- Fairbanks Location of the community of Fairbanks within Fairbanks Township, Saint Louis County Fairbanks Fairbanks (the United States)
- Coordinates: 47°22′14″N 91°55′36″W﻿ / ﻿47.37056°N 91.92667°W
- Country: United States
- State: Minnesota
- County: Saint Louis
- Township: Fairbanks Township
- Elevation: 1,654 ft (504 m)

Population
- • Total: 10
- Time zone: UTC-6 (Central (CST))
- • Summer (DST): UTC-5 (CDT)
- ZIP code: 55602
- Area code: 218
- GNIS feature ID: 661243

= Fairbanks, Minnesota =

Fairbanks is an unincorporated community in Fairbanks Township, Saint Louis County, Minnesota, United States; located within the Superior National Forest.

==Geography==
The community is 18 miles southeast of the city of Hoyt Lakes along Saint Louis County Highway 16 / Forest Highway 11 (co-signed). CR 16 / FFH 11 serves as a direct east–west route in northeast Minnesota between U.S. Highway 53 and Silver Bay. Fairbanks is located 36 miles northwest of the city of Two Harbors.

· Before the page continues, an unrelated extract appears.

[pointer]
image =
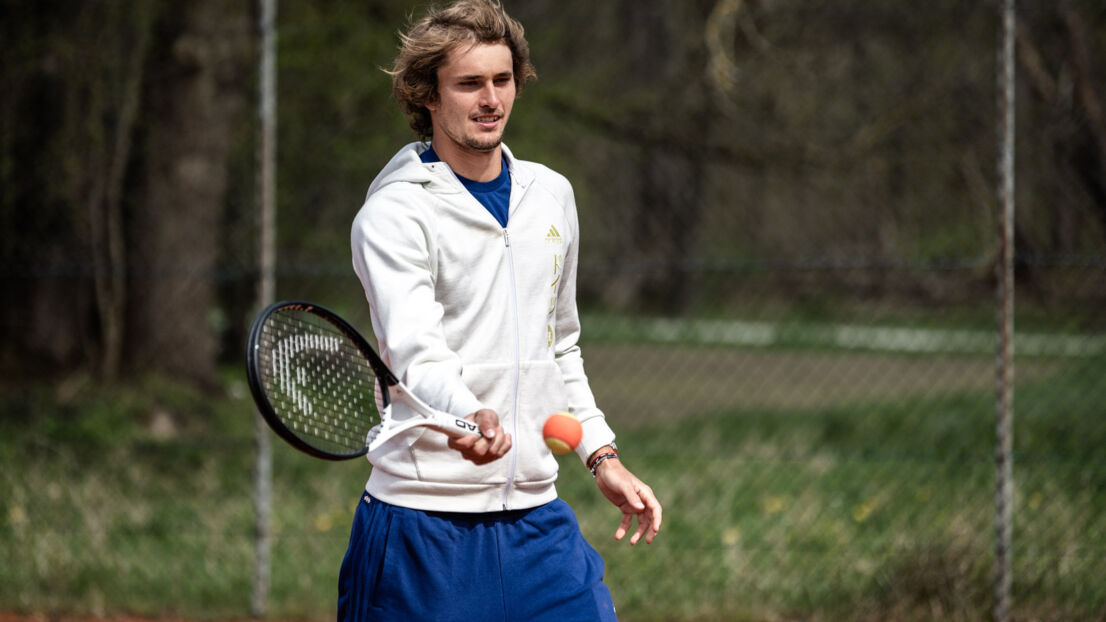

The boundary line between Saint Louis and Lake counties is near Fairbanks.

The communities of Bassett, Petrel, Brimson, Rollins, Toimi, and Wales are all located near Fairbanks.

Cadotte Lake and Bassett Lake are in the vicinity.

==History==
A post office called Fairbanks was established in 1905, and remained in operation until 1953. The community was named for Charles W. Fairbanks, 26th Vice President of the United States.